Il restait un peu plus d’une minute au huitième round et l’arbitre a demandé à Yarde d’avancer de quelques pas. Ce dernier a obéi, mais le cœur n’y était plus. Le boxeur britannique a fait du mieux qu’il a pu pour esquiver les dernières charges furieuses de son adversaire avant que son entraîneur Tunde Ajayi se résigne et monte les marches pour signifier à l’arbitre de mettre un terme aux hostilités.

À la stupéfaction générale des quelque 20 000 bruyants partisans réunis au Wembley Arena de Londres, survoltés par la solide opposition offerte par leur favori, la finale de la soirée s’est terminée ainsi.
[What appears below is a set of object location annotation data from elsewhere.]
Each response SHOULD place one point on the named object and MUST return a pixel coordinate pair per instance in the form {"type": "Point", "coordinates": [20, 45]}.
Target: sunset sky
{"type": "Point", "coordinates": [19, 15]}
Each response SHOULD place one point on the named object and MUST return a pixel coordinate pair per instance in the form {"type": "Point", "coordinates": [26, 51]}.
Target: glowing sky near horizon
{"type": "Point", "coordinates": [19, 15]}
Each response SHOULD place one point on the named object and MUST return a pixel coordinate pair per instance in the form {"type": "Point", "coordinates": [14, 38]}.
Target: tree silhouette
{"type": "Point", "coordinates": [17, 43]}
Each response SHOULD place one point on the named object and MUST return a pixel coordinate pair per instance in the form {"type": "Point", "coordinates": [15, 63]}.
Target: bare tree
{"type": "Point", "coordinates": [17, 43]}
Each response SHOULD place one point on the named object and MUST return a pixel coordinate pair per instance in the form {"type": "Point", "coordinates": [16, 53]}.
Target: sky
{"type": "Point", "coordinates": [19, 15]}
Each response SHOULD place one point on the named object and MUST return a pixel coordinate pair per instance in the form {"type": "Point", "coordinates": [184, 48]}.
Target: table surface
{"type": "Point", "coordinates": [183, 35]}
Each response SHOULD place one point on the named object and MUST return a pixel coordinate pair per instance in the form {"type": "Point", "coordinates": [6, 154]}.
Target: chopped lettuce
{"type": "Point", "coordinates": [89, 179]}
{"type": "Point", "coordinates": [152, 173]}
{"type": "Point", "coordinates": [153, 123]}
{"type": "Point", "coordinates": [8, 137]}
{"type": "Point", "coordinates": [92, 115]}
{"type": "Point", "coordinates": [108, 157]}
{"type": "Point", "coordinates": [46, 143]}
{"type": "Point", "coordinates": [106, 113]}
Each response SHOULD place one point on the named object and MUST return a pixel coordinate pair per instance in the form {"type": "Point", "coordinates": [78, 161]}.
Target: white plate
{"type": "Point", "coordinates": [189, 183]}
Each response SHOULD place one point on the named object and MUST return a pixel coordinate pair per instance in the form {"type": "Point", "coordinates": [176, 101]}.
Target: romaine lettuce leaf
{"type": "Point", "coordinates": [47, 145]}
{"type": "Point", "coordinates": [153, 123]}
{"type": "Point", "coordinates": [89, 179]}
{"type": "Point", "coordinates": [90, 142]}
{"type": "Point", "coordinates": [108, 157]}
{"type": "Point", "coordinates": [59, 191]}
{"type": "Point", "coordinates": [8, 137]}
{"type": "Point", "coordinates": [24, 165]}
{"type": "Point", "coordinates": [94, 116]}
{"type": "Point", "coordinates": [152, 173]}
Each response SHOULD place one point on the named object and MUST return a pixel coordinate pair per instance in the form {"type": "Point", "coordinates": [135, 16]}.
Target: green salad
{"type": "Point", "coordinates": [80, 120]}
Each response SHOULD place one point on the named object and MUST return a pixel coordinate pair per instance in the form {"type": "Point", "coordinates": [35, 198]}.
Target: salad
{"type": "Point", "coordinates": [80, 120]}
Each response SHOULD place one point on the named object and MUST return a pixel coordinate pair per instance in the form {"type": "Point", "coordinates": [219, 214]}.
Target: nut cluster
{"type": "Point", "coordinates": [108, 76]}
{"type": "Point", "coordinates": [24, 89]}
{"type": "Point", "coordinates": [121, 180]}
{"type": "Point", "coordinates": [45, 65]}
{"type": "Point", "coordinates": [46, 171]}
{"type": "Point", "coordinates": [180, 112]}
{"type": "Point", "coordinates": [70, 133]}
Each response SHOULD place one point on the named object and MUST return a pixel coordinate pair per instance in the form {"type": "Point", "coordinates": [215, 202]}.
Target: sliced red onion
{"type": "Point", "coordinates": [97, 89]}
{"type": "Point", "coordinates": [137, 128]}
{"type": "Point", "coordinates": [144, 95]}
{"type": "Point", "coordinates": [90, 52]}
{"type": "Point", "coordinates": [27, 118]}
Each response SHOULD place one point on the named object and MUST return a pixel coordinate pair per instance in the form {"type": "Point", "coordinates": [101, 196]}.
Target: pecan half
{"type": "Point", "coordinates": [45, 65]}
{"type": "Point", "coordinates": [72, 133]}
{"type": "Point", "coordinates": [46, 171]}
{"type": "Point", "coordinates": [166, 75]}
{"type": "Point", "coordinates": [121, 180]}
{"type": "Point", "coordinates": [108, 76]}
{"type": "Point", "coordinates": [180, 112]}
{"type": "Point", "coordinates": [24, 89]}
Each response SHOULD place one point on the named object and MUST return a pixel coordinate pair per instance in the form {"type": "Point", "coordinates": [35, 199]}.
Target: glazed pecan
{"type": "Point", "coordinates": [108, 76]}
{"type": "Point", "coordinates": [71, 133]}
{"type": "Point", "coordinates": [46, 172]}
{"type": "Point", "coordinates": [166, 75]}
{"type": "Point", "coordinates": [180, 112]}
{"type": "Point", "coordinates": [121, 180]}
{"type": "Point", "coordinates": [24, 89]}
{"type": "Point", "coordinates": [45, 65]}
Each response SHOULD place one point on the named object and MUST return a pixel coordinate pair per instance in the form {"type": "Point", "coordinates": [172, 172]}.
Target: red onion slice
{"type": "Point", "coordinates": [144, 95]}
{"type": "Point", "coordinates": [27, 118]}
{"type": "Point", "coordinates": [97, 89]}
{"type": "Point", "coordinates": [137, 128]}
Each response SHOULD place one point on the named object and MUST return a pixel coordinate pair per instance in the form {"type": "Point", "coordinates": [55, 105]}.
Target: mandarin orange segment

Beterbiev s’est laissé choir sur les genoux, savourant ainsi sa 19victoire et son 19K.-O., une séquence inédite dans la boxe actuelle à ce niveau. Après cette défense obligatoire, le Montréalais de 38 ans a donc conservé ses trois ceintures de champion mondial des mi-lourds (175 lb), celles du WBC, de l’IBF et de la WBO.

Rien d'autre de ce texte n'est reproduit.